Last 4 digits of an SS# are all that are really needed for ID purposes. I work for the federal gov. and we didn't have to provide quite that much info. We still only use the last 4 digits of our ss# on all official and unofficial documents.


----------



## weever (Oct 1, 2006)

Down with a cold. We've been enjoying gorgeous weather lately, and I've been grabbing weaving time as I can. Someone asked about a stove in my "studio" (a converted cement block chicken coop)--we do have our main corn boiler in the back room, and there is quite a bit of residual heat from that. We can also flip a switch and pull of extra heat and blow it into the studio--we do this for our shearing day open house the end of February. We have all our goodies out for sale and one or two folks demonstrating fiber arts. Can't have anyone freezing to death. 

I'm making crocheted scarves from the bits of sock yarn that are left over from dh's sock making enterprise. They are really funky looking--wild color combinations. I hope someone likes them, as I hope to sell them at our Christmas market.


----------



## MullersLaneFarm (Jul 23, 2004)

Finished up another pair of socks and will be starting another pair. Not sure what pattern I'll use for the leg, I have a couple patterns in my head I want to try. I _really_ should finish the other sock of the black/grey/white Jaywalker before I start another pair though.

Collected black walnuts this morning and have a dye pot on the stove.


----------



## mamajohnson (Nov 27, 2002)

Well, no cougar killed yet. In fact, while DH and son #3 were hunting son #2 was coming home from work and saw it crossing the highway about 1/2 mile from the house. Going away from our property. Smart little bugger.

AND - I am now double employed. lol! I not only work with my son on the webservice business, I got a call to help out at a local hunting ranch from a friend.
She was doing double duty, office and cook, and it was killing her. So - I am now the cook. It is really a lot like cooking for my guys, only sometimes bigger. Of course, when we are all here I cook for 8 - 10 people, so cooking for 11 - 15 isn't that big a change.
It is just really long hours. I leave at 7 am and get home about midnight. I do get to take my knitting for the down time - provided I get the kitchen clean in time between meals I will just be sitting and waiting for the next meal time. I won't be going home between - as it is an hour north of us and I can't afford the gas to do that in my truck. 
I am really happy though, I am making $125 a day, and will be working a lot until hungting season is over. And, they hired my son to work with me (sue chef/bus boy) and he gets $50 a day. 
We are looking forward to getting bills caught up for sure.

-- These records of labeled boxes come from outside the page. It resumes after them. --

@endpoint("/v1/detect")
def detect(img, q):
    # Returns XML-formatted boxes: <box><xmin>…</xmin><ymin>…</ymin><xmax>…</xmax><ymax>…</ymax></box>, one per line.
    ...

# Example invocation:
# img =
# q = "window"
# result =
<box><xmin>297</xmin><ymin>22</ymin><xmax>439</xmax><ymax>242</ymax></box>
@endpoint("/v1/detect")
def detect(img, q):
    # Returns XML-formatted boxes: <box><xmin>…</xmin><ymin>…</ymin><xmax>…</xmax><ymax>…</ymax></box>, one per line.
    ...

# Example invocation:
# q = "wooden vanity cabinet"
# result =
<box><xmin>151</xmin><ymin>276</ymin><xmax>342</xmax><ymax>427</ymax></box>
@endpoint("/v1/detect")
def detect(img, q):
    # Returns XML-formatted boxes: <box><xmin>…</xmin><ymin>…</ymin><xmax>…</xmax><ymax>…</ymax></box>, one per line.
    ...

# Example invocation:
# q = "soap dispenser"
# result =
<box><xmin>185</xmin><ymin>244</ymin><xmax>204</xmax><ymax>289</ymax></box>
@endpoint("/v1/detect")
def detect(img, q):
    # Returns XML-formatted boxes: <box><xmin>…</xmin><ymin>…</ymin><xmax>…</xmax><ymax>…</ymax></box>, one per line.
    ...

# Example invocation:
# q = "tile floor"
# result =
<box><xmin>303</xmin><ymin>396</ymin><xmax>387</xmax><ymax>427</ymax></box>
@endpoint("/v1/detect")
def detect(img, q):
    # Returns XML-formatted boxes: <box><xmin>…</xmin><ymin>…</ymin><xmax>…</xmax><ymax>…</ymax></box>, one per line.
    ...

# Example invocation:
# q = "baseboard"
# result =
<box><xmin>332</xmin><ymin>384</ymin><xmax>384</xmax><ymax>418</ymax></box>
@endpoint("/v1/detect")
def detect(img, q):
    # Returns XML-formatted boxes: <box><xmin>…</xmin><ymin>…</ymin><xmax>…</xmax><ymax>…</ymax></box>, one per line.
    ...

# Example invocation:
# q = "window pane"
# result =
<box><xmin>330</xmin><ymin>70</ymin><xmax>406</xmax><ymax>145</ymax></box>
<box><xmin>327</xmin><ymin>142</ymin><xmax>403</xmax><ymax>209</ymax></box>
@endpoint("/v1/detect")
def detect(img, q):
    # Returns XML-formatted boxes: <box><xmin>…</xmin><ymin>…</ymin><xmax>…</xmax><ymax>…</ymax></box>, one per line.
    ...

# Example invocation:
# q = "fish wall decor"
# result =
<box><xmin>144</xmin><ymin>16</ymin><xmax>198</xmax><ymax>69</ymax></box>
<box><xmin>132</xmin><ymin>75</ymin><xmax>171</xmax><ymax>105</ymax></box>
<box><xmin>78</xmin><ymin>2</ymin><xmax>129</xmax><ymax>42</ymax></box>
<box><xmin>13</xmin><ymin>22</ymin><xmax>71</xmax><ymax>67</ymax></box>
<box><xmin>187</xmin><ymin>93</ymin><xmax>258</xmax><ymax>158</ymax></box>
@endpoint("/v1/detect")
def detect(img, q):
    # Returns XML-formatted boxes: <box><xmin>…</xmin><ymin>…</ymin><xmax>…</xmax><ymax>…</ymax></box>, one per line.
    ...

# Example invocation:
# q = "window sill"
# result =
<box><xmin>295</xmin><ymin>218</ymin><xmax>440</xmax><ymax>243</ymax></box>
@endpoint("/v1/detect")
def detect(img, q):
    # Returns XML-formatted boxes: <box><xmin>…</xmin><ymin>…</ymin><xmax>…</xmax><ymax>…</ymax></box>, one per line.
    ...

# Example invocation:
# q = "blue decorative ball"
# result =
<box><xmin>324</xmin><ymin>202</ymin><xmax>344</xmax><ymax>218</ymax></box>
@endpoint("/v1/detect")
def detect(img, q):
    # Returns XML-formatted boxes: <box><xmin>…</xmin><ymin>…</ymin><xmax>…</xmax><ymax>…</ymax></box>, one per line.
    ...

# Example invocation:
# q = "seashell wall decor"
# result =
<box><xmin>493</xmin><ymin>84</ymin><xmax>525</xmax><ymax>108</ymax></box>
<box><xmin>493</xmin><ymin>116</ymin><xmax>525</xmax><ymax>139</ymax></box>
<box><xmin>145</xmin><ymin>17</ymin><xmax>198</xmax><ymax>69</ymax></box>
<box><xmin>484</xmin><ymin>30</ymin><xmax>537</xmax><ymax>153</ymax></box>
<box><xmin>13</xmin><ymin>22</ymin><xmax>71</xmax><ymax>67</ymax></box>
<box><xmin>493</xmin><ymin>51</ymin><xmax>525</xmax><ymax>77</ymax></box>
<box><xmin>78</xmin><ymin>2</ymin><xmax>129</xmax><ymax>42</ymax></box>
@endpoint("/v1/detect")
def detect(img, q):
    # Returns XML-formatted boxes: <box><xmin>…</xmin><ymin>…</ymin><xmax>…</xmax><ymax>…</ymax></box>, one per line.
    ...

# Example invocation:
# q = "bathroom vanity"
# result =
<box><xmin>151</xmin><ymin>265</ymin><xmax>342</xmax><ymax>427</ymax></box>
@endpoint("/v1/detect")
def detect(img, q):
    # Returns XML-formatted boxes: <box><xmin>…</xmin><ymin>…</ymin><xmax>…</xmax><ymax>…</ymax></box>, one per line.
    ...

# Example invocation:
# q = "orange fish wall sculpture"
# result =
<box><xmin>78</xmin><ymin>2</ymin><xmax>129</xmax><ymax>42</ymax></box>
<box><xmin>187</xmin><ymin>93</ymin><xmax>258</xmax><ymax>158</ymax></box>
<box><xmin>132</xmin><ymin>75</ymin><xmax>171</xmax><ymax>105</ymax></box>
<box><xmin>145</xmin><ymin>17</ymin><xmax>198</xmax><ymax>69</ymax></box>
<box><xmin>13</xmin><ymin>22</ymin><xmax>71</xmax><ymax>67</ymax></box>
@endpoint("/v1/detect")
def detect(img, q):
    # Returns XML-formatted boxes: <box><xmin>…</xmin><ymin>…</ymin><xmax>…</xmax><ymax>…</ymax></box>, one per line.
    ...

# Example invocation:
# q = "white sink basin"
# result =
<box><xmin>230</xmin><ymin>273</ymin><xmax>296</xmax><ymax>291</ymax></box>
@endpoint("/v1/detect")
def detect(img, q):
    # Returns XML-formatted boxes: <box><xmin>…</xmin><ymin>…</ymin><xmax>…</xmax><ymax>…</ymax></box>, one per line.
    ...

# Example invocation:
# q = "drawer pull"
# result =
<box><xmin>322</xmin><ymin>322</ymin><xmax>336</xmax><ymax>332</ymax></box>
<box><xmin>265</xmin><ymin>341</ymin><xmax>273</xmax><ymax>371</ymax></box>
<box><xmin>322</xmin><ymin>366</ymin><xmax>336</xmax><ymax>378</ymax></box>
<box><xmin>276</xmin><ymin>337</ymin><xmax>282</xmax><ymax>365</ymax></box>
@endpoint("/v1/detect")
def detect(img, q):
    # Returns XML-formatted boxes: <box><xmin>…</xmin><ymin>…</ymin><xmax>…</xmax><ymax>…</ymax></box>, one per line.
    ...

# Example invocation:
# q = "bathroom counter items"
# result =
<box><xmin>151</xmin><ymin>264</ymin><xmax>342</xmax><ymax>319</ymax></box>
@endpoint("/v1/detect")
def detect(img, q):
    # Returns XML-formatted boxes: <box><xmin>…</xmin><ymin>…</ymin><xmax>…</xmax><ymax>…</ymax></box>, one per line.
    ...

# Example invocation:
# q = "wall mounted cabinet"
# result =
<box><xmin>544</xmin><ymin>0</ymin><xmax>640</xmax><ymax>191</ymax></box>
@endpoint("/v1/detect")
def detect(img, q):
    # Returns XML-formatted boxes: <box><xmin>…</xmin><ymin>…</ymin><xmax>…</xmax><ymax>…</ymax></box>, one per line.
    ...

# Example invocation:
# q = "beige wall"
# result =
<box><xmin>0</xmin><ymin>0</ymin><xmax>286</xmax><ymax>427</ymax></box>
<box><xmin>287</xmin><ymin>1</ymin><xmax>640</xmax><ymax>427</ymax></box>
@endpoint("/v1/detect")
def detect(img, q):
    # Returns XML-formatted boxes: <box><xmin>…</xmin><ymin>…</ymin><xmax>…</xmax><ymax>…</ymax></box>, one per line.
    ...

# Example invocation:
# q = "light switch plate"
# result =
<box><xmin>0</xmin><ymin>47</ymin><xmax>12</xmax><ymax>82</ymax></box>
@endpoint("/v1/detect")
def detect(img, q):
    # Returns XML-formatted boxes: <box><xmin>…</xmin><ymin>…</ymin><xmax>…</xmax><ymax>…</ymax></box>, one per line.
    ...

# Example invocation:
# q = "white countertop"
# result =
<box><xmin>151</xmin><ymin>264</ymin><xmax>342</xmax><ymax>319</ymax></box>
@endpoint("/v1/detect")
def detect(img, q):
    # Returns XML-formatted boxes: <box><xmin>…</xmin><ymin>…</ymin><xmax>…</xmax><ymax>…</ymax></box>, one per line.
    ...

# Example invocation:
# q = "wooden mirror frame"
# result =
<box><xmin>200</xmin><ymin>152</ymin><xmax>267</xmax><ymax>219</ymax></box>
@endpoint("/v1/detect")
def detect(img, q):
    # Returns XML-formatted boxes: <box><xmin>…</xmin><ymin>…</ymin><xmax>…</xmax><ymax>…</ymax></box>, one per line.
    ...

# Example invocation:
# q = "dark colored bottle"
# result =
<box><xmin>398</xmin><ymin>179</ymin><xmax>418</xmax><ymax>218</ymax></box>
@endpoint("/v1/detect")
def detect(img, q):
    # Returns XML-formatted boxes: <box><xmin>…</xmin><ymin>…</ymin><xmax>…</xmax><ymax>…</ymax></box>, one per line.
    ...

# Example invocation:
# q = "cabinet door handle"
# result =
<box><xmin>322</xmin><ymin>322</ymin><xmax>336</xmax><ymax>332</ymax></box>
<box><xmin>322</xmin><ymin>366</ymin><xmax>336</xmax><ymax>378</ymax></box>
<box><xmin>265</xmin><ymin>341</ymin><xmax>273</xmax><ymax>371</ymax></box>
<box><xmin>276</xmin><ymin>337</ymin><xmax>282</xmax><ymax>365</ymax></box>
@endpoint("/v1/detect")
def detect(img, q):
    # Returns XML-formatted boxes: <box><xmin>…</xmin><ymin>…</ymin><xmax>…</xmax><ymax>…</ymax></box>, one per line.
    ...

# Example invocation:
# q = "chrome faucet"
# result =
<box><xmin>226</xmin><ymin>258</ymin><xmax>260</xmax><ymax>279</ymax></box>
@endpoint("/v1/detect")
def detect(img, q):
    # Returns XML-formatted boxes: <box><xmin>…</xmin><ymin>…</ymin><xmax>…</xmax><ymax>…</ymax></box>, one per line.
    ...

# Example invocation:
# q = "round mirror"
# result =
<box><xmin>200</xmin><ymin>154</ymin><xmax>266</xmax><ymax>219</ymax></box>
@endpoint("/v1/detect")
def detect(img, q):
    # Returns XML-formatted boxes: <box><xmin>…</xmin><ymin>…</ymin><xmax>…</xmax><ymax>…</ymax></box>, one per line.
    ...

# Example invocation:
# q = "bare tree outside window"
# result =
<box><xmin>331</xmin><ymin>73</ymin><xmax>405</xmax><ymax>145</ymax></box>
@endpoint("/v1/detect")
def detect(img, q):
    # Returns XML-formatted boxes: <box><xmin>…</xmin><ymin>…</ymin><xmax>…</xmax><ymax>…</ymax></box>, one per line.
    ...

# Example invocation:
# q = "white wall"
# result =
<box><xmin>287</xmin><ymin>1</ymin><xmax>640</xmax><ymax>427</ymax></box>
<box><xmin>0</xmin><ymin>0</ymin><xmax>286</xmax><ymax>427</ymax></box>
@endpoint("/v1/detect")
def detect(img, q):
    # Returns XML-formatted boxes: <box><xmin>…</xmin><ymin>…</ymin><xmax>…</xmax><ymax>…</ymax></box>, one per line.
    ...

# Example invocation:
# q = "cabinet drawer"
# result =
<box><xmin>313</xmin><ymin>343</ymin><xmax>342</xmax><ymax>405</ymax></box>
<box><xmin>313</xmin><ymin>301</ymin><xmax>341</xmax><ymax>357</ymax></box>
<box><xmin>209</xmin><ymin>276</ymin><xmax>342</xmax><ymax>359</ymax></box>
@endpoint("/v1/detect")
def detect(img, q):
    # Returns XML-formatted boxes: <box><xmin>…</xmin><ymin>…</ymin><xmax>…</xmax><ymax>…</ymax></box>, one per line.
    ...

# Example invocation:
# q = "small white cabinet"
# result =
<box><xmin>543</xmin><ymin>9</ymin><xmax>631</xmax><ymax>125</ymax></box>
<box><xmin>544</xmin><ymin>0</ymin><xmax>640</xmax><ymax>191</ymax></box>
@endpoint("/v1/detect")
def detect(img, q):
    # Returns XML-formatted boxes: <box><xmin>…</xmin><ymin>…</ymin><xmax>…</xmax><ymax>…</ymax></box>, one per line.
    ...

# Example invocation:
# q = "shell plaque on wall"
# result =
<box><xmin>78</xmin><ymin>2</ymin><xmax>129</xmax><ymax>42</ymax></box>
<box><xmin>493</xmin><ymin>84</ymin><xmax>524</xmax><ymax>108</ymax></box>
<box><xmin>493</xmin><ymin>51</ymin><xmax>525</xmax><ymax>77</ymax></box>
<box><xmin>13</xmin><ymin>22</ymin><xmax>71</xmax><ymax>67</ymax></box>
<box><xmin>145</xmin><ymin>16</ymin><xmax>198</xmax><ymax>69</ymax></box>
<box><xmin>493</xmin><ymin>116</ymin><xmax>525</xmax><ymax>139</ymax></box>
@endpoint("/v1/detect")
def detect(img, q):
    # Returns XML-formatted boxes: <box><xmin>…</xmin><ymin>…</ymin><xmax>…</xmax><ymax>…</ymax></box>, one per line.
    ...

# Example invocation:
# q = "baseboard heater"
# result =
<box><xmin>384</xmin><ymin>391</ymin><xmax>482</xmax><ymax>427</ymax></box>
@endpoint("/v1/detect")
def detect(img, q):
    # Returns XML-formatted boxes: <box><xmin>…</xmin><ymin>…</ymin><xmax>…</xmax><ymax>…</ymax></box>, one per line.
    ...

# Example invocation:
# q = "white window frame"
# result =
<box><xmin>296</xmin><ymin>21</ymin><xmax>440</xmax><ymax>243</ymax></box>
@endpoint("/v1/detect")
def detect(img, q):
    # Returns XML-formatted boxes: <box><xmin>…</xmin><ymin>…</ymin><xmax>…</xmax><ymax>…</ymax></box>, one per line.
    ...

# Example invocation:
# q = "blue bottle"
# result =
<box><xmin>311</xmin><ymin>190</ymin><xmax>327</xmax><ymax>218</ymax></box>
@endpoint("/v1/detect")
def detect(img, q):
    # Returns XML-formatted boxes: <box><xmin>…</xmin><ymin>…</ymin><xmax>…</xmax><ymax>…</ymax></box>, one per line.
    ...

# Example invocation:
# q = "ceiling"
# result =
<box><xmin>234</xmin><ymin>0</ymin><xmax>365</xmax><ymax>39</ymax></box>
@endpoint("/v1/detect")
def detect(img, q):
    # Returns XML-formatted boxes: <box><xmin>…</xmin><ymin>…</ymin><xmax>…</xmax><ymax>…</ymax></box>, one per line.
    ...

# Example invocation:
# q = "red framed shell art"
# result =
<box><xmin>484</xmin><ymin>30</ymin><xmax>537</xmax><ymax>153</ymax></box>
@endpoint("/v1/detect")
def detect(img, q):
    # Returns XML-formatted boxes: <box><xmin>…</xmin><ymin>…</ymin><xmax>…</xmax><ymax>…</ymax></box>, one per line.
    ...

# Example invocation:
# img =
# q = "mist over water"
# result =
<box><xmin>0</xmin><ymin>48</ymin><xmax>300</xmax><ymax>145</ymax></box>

Anyway - I will finally get Shazza's socks off today, and cast on for my mom's christmas slippers. Looking at casting on for my sil's shawl, but I am not sure about adding the beads. Any tips? It says to use a small crochet hook, but I am not sure where exactly to put it. On my working yarn or just how? Guess I need to go look for a 'place bead in knitting' video.

Will be off to work soon for the next few days...ttfn! ya'll have some wonderful knitty days, and I hope to not have such huge gaps in my HT time! (I really miss everyone when I can't get on here!)


----------



## frazzlehead (Aug 23, 2005)

MamaJ, there's a super easy way to place beads with a small piece of narrow wire.

Fold the wire in half or almost half.

When you get to a stitch that needs a bead, hook the wire under the stitch so you 'catch' the stitch in the V of the bent wire. Then feed the bead onto both ends of the wire, and push it down onto the stitch (you gotta take the stitch off the needles, of course, for this to work). Then pull the wire out and put the stitch back onto the left hand needle, with the bead under the loop that's over the needle. 

Knitty has a tutorial linked from the Ice Queen pattern, I believe. It's a very easy way to put beads on.


----------



## PollySC (Jan 17, 2006)

Frazzle, that's a way better way than feeding the beads on the yarn and keep pushing them down the strand. Thanks for explaining.

Mamaj, I remember my Mother cooking for a hunting camp way back in the day. Her favorite cookbook was "Food for Fifty". It sounds like a good job -- what a way to end the year, with bills caught up!


----------



## mamajohnson (Nov 27, 2002)

Thnx Frazzle! That sounds easier than I imagined. I will look that up when I get home. Already at work - brisket cooking, beans on, banana pudding made. Now I get to KNIT! Yay! I may just like this job.


----------



## weever (Oct 1, 2006)

Glad to hear about the job, mamajohnson. What a blessing!


----------



## kandmcockrell (Oct 10, 2008)

Let see, Friday when I got home, i went straight up to my yarn room and did some organizing. I took some patterns and matched them up with yarn and put them in plastic bags for christmas or when ever I get to them presents. Saturday, I took my golden to the vet to get stitches out, went to the farmers market and got some produce and honey. Then swung by my brothers house to pick up a chain link dog lot he did not need anymore. Took that home and then started on painting the garage doors and did some caulking also. Then I fixed some from scratch mac and cheese and off to a party at a friends house. Sunday, I made sweet potato pancakes, went and visited my parents and grandmother with the kids. Then came home and broke down the doglot we have and moved it and put it back together with the other lot to make a pen to hold some buck goats.
Then, I went to another friends and picked a big basket of greens and stopped and picked pecans on the way home. Got that stuff out of the truck and loaded the crate to go get my two new bucks. Got them in their new pen, milked sally, and then started dinner. Fried perch and biscuits. I also put the greens in the washer on rinse and spin to clean them. Had to split and do two loads! Then my DH put them on to cook while i got a shower and sat down for a while to knit on the sock. We fell in the bed around 9:00 -- 9:30 last night.


----------



## frazzlehead (Aug 23, 2005)

kanmcockrell, you make me tired just reading all of what you did! Good for you, being so productive!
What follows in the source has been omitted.